Prof: ANWR oil "too small to notice"

Writing in today's San Jose Mercury News, UC Berkeley professor Severin Borenstein says the volume of oil estimated in the Arctic National Wildlife Refuge might reduce U.S. gas prices at the pump by 4 cents, "but will almost certainly do no more than that."

"How can it be that producing a million additional U.S. barrels of oil a day can have so little benefit for U.S. consumers?" Borestein asks in his column. "Simple. The oil doesn't belong to U.S. consumers. ... The new supplies become just drops in the worldwide oil bucket."

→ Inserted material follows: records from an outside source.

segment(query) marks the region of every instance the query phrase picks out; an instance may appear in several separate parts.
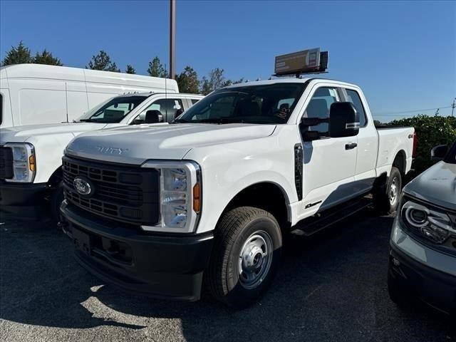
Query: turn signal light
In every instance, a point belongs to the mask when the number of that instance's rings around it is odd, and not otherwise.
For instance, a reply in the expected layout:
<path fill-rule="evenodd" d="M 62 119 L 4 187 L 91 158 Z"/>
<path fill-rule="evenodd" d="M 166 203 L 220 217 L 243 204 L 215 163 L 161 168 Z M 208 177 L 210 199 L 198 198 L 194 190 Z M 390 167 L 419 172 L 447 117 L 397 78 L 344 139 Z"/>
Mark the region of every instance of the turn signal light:
<path fill-rule="evenodd" d="M 193 210 L 200 212 L 201 210 L 201 187 L 197 183 L 193 187 Z"/>
<path fill-rule="evenodd" d="M 31 171 L 35 171 L 35 156 L 28 157 L 28 168 Z"/>

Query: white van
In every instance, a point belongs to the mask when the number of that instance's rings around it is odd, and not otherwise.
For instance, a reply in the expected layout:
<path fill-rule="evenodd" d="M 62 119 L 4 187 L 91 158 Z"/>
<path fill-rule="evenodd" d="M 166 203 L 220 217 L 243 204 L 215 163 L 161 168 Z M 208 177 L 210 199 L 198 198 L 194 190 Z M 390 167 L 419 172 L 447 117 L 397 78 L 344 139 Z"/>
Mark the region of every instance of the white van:
<path fill-rule="evenodd" d="M 175 80 L 41 64 L 0 68 L 0 127 L 72 122 L 125 93 L 178 93 Z"/>

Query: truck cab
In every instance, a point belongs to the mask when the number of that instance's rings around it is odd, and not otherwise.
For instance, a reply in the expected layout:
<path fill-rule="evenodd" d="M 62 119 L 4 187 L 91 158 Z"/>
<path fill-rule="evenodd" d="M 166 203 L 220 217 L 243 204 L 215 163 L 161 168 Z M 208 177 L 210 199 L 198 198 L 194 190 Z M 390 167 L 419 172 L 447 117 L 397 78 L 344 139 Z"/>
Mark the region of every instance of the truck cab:
<path fill-rule="evenodd" d="M 242 307 L 272 281 L 283 234 L 310 235 L 309 220 L 354 212 L 368 193 L 379 211 L 395 210 L 413 142 L 413 128 L 376 130 L 353 84 L 234 85 L 170 125 L 73 139 L 61 227 L 108 283 L 195 301 L 204 276 L 215 299 Z"/>

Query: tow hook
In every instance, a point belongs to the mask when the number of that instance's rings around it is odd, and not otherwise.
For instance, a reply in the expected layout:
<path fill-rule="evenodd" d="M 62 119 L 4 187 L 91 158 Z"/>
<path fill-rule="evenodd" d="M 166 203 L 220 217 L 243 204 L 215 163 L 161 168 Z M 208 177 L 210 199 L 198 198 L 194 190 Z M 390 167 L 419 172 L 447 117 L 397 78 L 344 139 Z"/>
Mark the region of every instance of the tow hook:
<path fill-rule="evenodd" d="M 64 233 L 67 234 L 68 230 L 66 228 L 68 227 L 68 222 L 66 221 L 59 221 L 57 222 L 57 228 L 62 229 Z"/>

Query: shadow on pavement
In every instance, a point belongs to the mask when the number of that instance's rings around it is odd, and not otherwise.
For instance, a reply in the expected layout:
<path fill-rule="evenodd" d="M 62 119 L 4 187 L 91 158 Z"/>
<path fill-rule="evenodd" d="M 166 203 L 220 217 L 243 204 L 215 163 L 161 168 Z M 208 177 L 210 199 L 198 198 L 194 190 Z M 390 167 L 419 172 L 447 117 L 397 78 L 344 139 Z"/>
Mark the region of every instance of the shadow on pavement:
<path fill-rule="evenodd" d="M 73 259 L 63 233 L 46 222 L 6 220 L 0 225 L 0 318 L 46 327 L 150 329 L 152 338 L 170 328 L 162 318 L 171 318 L 180 321 L 172 328 L 181 328 L 187 341 L 451 341 L 445 316 L 421 306 L 400 310 L 389 300 L 392 222 L 366 211 L 311 239 L 290 237 L 269 292 L 235 311 L 207 296 L 179 303 L 100 286 Z"/>

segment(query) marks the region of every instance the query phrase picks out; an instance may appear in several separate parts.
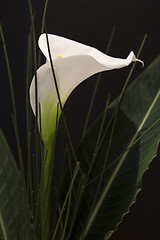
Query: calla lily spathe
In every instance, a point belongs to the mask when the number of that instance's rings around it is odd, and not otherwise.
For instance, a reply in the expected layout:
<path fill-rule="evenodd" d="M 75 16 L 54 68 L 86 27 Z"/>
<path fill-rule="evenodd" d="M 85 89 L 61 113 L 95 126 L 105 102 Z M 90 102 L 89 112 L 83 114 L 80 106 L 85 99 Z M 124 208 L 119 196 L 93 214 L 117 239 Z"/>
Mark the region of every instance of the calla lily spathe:
<path fill-rule="evenodd" d="M 120 59 L 60 36 L 48 34 L 48 40 L 62 106 L 73 89 L 91 75 L 122 68 L 138 61 L 132 51 L 126 59 Z M 42 139 L 48 142 L 54 137 L 58 98 L 46 34 L 40 36 L 39 47 L 47 61 L 37 70 L 37 100 L 41 107 Z M 30 86 L 30 103 L 35 114 L 35 76 Z"/>

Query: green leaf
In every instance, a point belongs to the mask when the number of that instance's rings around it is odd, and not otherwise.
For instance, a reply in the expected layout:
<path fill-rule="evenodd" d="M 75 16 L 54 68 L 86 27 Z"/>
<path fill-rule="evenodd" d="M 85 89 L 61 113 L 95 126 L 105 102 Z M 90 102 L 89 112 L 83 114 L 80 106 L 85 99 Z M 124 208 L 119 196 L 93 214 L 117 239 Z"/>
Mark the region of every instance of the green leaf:
<path fill-rule="evenodd" d="M 116 99 L 109 106 L 95 152 L 102 119 L 103 114 L 77 150 L 84 176 L 96 157 L 79 191 L 84 189 L 78 195 L 81 200 L 74 224 L 71 220 L 72 239 L 108 239 L 141 189 L 142 176 L 160 140 L 160 57 L 127 88 L 120 104 Z M 76 209 L 73 207 L 71 219 Z"/>
<path fill-rule="evenodd" d="M 33 239 L 20 173 L 1 131 L 0 225 L 5 240 Z"/>

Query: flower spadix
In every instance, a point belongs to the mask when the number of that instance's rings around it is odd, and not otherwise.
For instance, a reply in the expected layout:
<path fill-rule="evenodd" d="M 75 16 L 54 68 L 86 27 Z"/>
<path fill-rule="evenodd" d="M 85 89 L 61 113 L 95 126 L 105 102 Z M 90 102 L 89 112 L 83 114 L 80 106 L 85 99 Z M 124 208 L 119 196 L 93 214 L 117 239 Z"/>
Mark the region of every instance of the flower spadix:
<path fill-rule="evenodd" d="M 93 47 L 48 34 L 49 48 L 62 106 L 68 96 L 91 75 L 128 66 L 139 61 L 133 51 L 126 59 L 110 57 Z M 39 47 L 46 63 L 37 70 L 37 102 L 41 109 L 41 134 L 44 142 L 53 139 L 57 116 L 57 92 L 51 69 L 46 34 L 39 38 Z M 30 86 L 30 102 L 35 114 L 35 76 Z"/>

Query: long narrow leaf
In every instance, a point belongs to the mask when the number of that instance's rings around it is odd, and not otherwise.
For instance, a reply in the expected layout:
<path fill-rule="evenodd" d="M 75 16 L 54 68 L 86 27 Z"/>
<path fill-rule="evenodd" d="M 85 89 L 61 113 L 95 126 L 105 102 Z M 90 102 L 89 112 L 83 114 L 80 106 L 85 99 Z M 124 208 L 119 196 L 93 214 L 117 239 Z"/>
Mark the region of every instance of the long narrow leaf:
<path fill-rule="evenodd" d="M 117 104 L 118 99 L 108 109 L 104 132 Z M 90 166 L 102 117 L 103 114 L 91 127 L 77 151 L 81 169 L 85 173 Z M 104 137 L 97 154 L 89 180 L 92 183 L 86 186 L 73 228 L 74 239 L 99 240 L 104 239 L 105 235 L 108 239 L 107 235 L 115 230 L 123 214 L 135 200 L 141 188 L 143 173 L 156 154 L 160 140 L 158 119 L 160 119 L 160 57 L 124 93 L 117 114 L 107 170 L 103 173 L 97 202 L 90 213 L 90 206 L 99 182 L 99 178 L 94 181 L 92 179 L 101 176 L 103 171 L 110 132 Z"/>
<path fill-rule="evenodd" d="M 0 131 L 0 225 L 5 240 L 33 239 L 20 173 Z"/>

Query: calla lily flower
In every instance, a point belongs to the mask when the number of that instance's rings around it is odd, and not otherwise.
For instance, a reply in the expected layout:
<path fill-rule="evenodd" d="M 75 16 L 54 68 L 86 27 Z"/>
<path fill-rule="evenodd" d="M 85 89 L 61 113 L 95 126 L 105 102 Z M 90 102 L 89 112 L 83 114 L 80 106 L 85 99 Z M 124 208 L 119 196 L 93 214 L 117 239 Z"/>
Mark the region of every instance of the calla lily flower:
<path fill-rule="evenodd" d="M 133 51 L 126 59 L 110 57 L 93 47 L 48 34 L 49 48 L 62 106 L 81 82 L 98 72 L 128 66 L 138 60 Z M 46 34 L 39 38 L 46 63 L 37 70 L 37 101 L 41 107 L 41 134 L 44 143 L 54 138 L 57 115 L 57 92 L 48 52 Z M 35 76 L 30 86 L 30 103 L 35 114 Z"/>

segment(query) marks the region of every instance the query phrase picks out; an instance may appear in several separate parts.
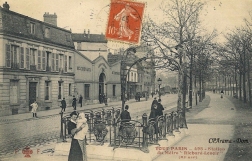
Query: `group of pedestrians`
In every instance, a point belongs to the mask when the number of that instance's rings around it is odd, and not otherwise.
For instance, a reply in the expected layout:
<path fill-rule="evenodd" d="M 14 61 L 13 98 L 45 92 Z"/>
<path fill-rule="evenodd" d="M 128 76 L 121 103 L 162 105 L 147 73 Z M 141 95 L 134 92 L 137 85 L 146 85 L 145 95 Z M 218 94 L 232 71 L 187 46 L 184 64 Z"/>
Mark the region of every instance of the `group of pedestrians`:
<path fill-rule="evenodd" d="M 159 98 L 157 100 L 155 97 L 151 104 L 151 112 L 150 112 L 149 119 L 155 119 L 158 116 L 162 116 L 163 110 L 164 110 L 164 107 L 161 104 L 161 99 Z"/>
<path fill-rule="evenodd" d="M 70 121 L 67 124 L 68 134 L 71 135 L 72 141 L 68 155 L 68 161 L 86 161 L 87 150 L 85 135 L 88 132 L 87 119 L 85 114 L 76 111 L 70 114 Z"/>

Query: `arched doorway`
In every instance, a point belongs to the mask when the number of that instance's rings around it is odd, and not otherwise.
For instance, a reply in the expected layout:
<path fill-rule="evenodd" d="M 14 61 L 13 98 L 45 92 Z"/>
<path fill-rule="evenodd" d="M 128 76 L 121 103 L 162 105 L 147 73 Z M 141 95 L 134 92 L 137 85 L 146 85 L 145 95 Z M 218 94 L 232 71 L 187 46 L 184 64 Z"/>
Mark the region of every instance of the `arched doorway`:
<path fill-rule="evenodd" d="M 106 81 L 106 76 L 104 73 L 101 73 L 99 76 L 99 102 L 103 103 L 103 96 L 105 94 L 105 81 Z"/>

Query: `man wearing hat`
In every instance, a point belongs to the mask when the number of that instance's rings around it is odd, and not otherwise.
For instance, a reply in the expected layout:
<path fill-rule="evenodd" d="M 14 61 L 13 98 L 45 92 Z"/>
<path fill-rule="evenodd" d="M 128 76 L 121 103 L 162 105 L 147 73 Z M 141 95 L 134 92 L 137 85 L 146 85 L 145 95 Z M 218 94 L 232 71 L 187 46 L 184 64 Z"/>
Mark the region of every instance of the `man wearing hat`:
<path fill-rule="evenodd" d="M 83 151 L 80 147 L 80 144 L 77 139 L 74 139 L 74 135 L 81 131 L 84 127 L 85 124 L 81 125 L 79 128 L 76 126 L 76 120 L 78 118 L 78 113 L 76 111 L 72 112 L 70 114 L 70 121 L 68 123 L 68 134 L 72 135 L 72 142 L 71 142 L 71 147 L 69 151 L 69 156 L 68 156 L 68 161 L 82 161 L 83 158 L 85 158 Z"/>

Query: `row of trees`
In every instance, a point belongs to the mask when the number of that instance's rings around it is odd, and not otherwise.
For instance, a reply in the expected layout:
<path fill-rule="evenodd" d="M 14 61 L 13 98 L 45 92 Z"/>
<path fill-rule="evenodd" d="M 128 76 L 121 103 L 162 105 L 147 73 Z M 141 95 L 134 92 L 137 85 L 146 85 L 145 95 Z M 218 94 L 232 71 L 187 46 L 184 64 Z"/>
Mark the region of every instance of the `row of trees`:
<path fill-rule="evenodd" d="M 204 98 L 205 82 L 211 77 L 211 65 L 217 45 L 217 36 L 201 28 L 199 18 L 204 5 L 197 0 L 163 1 L 161 23 L 147 18 L 142 29 L 142 41 L 151 44 L 156 68 L 178 72 L 178 109 L 185 109 L 189 78 L 189 106 L 192 107 L 193 90 Z M 194 87 L 194 89 L 193 89 Z M 196 100 L 197 101 L 197 100 Z"/>
<path fill-rule="evenodd" d="M 252 57 L 252 15 L 244 19 L 244 25 L 226 34 L 226 43 L 219 47 L 219 75 L 223 76 L 224 87 L 232 89 L 244 103 L 252 106 L 251 57 Z M 232 88 L 230 88 L 232 87 Z"/>

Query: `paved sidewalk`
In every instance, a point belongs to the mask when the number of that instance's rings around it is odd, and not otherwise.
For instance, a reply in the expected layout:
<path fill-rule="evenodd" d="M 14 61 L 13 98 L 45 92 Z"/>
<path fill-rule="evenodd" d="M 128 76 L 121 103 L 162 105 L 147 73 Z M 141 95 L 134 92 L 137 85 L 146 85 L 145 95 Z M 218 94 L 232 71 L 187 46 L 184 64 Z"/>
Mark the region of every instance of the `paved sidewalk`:
<path fill-rule="evenodd" d="M 134 99 L 131 99 L 128 102 L 135 102 Z M 116 101 L 116 102 L 109 102 L 108 106 L 105 106 L 105 104 L 91 104 L 91 105 L 83 105 L 82 107 L 80 107 L 80 105 L 77 105 L 77 111 L 83 111 L 83 110 L 95 110 L 98 108 L 111 108 L 114 107 L 115 109 L 117 108 L 121 108 L 122 106 L 122 102 L 121 101 Z M 37 111 L 37 116 L 38 118 L 42 118 L 42 117 L 51 117 L 53 115 L 59 115 L 59 112 L 61 111 L 61 108 L 53 108 L 50 110 L 45 110 L 45 111 Z M 65 114 L 69 114 L 73 111 L 73 107 L 67 107 L 66 111 L 64 112 Z M 9 115 L 9 116 L 1 116 L 0 117 L 0 124 L 2 123 L 7 123 L 7 122 L 16 122 L 16 121 L 20 121 L 20 120 L 29 120 L 29 119 L 34 119 L 32 117 L 32 114 L 30 112 L 28 113 L 22 113 L 22 114 L 17 114 L 17 115 Z"/>
<path fill-rule="evenodd" d="M 157 161 L 222 161 L 230 144 L 237 145 L 233 139 L 235 127 L 228 124 L 229 121 L 236 119 L 234 104 L 226 97 L 221 99 L 217 94 L 207 93 L 207 95 L 211 98 L 210 104 L 188 118 L 189 135 L 173 146 L 184 147 L 185 150 L 173 155 L 161 155 Z M 220 140 L 225 143 L 221 143 Z M 227 141 L 232 143 L 226 143 Z"/>

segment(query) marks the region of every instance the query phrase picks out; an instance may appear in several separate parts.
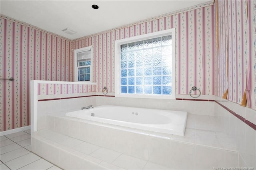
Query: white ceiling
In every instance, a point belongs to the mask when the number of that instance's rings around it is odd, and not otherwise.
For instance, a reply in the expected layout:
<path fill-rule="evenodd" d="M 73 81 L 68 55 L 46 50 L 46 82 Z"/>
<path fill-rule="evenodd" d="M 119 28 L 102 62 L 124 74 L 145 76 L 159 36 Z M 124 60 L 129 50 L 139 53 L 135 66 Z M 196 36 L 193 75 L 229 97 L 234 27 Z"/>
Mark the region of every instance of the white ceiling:
<path fill-rule="evenodd" d="M 70 40 L 213 0 L 0 0 L 1 14 Z M 99 9 L 94 10 L 96 4 Z M 66 28 L 73 35 L 62 30 Z"/>

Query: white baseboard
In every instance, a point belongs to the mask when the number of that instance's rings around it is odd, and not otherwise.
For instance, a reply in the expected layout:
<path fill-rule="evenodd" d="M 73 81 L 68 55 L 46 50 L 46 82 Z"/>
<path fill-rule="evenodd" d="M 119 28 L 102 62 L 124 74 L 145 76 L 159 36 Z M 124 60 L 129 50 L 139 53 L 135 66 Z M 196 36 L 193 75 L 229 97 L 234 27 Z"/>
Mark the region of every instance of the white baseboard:
<path fill-rule="evenodd" d="M 30 129 L 30 125 L 24 127 L 22 127 L 20 128 L 14 128 L 13 129 L 8 130 L 4 131 L 3 132 L 0 132 L 0 136 L 7 135 L 7 134 L 10 134 L 16 132 L 20 132 L 23 130 L 26 130 Z"/>

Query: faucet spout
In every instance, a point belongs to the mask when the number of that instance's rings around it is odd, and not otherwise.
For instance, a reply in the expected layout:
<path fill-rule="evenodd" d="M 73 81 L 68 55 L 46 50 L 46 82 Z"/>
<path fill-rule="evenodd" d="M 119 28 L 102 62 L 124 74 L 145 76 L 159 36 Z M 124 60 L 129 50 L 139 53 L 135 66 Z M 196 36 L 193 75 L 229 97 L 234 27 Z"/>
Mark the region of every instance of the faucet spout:
<path fill-rule="evenodd" d="M 92 105 L 89 105 L 89 106 L 87 106 L 86 107 L 86 109 L 90 109 L 90 108 L 93 108 L 93 106 Z"/>
<path fill-rule="evenodd" d="M 89 105 L 87 107 L 83 107 L 81 108 L 81 110 L 84 110 L 84 109 L 88 109 L 93 108 L 94 107 L 92 105 Z"/>

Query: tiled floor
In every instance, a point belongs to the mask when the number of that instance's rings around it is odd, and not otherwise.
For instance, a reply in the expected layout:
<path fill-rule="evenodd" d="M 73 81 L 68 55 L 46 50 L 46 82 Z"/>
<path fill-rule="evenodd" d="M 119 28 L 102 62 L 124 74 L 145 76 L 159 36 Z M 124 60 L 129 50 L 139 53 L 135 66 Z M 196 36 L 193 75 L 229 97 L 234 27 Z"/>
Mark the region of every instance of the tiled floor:
<path fill-rule="evenodd" d="M 1 170 L 60 170 L 31 152 L 30 130 L 0 137 Z"/>

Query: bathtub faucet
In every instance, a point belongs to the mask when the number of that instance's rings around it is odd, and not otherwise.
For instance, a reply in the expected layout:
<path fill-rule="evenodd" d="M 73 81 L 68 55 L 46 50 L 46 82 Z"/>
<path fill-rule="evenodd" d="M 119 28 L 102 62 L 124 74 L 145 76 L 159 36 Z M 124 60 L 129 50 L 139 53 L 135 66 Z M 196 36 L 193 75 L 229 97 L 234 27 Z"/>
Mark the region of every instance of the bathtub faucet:
<path fill-rule="evenodd" d="M 89 106 L 87 106 L 87 107 L 81 107 L 81 109 L 82 110 L 84 110 L 84 109 L 90 109 L 90 108 L 93 108 L 93 106 L 92 105 L 89 105 Z"/>
<path fill-rule="evenodd" d="M 89 105 L 86 107 L 86 109 L 93 108 L 93 106 L 92 105 Z"/>

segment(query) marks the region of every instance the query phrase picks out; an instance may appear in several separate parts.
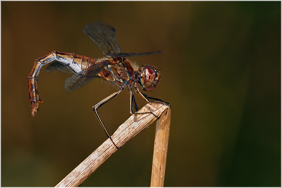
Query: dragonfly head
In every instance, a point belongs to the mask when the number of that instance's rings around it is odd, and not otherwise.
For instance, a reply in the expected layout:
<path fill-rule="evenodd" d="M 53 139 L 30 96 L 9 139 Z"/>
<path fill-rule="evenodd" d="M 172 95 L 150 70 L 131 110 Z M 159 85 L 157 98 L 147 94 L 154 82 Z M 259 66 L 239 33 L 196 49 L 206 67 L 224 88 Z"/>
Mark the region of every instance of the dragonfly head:
<path fill-rule="evenodd" d="M 142 89 L 147 91 L 154 89 L 160 78 L 160 75 L 157 70 L 156 67 L 149 65 L 143 65 L 140 68 L 138 82 Z"/>

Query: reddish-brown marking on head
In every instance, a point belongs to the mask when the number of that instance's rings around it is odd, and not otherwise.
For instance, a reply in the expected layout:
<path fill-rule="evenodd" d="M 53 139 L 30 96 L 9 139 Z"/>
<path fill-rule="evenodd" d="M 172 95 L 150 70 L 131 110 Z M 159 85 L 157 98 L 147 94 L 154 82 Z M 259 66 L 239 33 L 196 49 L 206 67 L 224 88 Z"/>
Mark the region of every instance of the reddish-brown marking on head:
<path fill-rule="evenodd" d="M 149 65 L 141 67 L 139 71 L 139 76 L 141 78 L 139 83 L 142 89 L 147 91 L 154 89 L 160 78 L 160 75 L 157 71 L 157 68 Z"/>

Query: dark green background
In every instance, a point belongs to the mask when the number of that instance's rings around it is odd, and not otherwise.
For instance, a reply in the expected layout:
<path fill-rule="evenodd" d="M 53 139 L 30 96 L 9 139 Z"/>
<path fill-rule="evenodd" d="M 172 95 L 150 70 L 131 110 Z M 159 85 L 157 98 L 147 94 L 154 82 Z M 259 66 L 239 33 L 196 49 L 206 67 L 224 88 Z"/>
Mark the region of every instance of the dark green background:
<path fill-rule="evenodd" d="M 97 79 L 69 93 L 70 75 L 44 67 L 45 102 L 33 118 L 27 92 L 37 58 L 102 56 L 82 31 L 100 20 L 123 52 L 164 50 L 128 59 L 162 68 L 148 94 L 172 106 L 165 186 L 280 186 L 281 4 L 1 2 L 1 185 L 55 186 L 107 138 L 92 107 L 117 88 Z M 112 133 L 130 116 L 129 99 L 125 91 L 100 109 Z M 149 186 L 154 128 L 81 186 Z"/>

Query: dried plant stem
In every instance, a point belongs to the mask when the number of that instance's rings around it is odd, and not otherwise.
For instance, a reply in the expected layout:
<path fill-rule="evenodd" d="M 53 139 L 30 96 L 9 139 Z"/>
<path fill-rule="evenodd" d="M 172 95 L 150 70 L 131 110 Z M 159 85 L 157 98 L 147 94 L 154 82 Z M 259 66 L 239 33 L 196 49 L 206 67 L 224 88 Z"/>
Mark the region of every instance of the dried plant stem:
<path fill-rule="evenodd" d="M 156 123 L 151 187 L 163 187 L 170 126 L 170 108 L 162 114 Z"/>
<path fill-rule="evenodd" d="M 159 116 L 169 108 L 161 104 L 148 103 L 138 112 L 152 112 Z M 133 115 L 119 126 L 112 138 L 117 145 L 120 147 L 156 120 L 157 118 L 151 113 Z M 117 150 L 108 138 L 56 187 L 78 186 Z"/>

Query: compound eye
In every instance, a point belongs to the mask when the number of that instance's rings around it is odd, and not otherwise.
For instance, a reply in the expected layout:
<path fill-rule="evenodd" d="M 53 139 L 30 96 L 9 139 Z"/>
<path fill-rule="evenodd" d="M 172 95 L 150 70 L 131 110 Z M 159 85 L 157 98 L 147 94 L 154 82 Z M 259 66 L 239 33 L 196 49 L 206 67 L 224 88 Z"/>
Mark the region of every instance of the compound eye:
<path fill-rule="evenodd" d="M 146 87 L 151 86 L 156 79 L 156 71 L 154 69 L 149 65 L 144 66 L 141 76 L 143 85 Z"/>

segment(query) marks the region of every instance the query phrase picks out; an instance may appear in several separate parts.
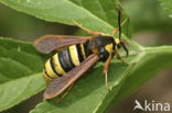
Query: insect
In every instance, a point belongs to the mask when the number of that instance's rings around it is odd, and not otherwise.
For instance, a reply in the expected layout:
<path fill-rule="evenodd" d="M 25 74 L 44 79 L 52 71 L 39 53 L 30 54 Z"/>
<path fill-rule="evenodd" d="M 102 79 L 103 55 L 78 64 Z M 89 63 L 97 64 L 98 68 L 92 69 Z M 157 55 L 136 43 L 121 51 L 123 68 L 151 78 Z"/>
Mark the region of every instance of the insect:
<path fill-rule="evenodd" d="M 122 47 L 126 50 L 126 56 L 129 55 L 121 39 L 121 26 L 129 18 L 122 23 L 120 19 L 121 10 L 118 8 L 118 27 L 112 31 L 112 35 L 89 31 L 73 20 L 78 27 L 86 31 L 90 36 L 45 35 L 34 42 L 36 49 L 41 53 L 57 52 L 44 66 L 43 76 L 47 82 L 47 88 L 44 91 L 45 99 L 57 97 L 68 88 L 57 101 L 58 103 L 69 92 L 74 82 L 97 61 L 106 61 L 104 68 L 106 89 L 108 89 L 107 72 L 114 56 L 123 64 L 131 65 L 122 60 L 118 54 L 118 49 Z M 119 38 L 115 37 L 117 32 L 119 32 Z"/>

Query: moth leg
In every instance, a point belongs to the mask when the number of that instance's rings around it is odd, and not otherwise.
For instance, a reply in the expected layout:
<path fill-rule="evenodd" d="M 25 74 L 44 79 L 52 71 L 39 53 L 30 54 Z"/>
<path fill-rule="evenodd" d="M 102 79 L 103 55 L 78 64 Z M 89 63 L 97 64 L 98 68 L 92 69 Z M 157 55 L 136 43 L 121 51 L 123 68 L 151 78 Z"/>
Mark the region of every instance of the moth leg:
<path fill-rule="evenodd" d="M 126 64 L 126 65 L 132 65 L 132 63 L 126 63 L 125 60 L 122 60 L 117 49 L 115 49 L 115 55 L 116 55 L 117 59 L 119 59 L 123 64 Z"/>
<path fill-rule="evenodd" d="M 105 84 L 106 84 L 106 89 L 109 90 L 108 88 L 108 83 L 107 83 L 107 80 L 108 80 L 108 76 L 107 76 L 107 72 L 109 70 L 109 66 L 110 66 L 110 60 L 112 58 L 112 55 L 110 54 L 108 59 L 106 60 L 106 65 L 104 67 L 104 74 L 105 74 Z"/>
<path fill-rule="evenodd" d="M 72 20 L 72 22 L 77 25 L 78 27 L 80 27 L 83 31 L 87 32 L 88 34 L 90 35 L 99 35 L 101 34 L 100 32 L 97 32 L 97 31 L 89 31 L 87 30 L 86 27 L 83 27 L 79 23 L 77 23 L 75 20 Z"/>
<path fill-rule="evenodd" d="M 71 91 L 71 89 L 74 87 L 75 82 L 73 82 L 69 88 L 67 89 L 67 91 L 62 95 L 62 98 L 60 100 L 57 100 L 55 103 L 60 103 Z"/>
<path fill-rule="evenodd" d="M 120 26 L 123 26 L 125 23 L 129 20 L 129 18 L 126 18 L 125 21 L 120 24 Z M 112 35 L 115 35 L 117 32 L 119 31 L 119 26 L 116 27 L 114 31 L 112 31 Z"/>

Borenstein, a business and public policy professor, is also director of the UC Energy Institute. He goes on to say, in words that stick, that we will never achieve "energy independence" as long as oil is our primary fuel. And the average American consumer's belief that they are entitled to cheap oil is a falacy that has been reinforced by political myth-makers who know it has traction with voters.

Politicians, he says, have knowingly let the nation become more and more dependent on a resource that is increasingly held in fewer hands. They have repeatedly failed to show the courage required to tell Americans the truth, which is that we all must sacrifice to reduce our dependence on a limited resource held by oppressive foreign governments.

"The current powers in Washington are not the first invertebrates to fail that challenge," Borenstein writes. "They are just the most successful in promoting the myth that drilling in Alaska is an alternative strategy for curbing oil prices."

In less than 700 words, Borenstein presents this truth more memorably than any commentator in recent years.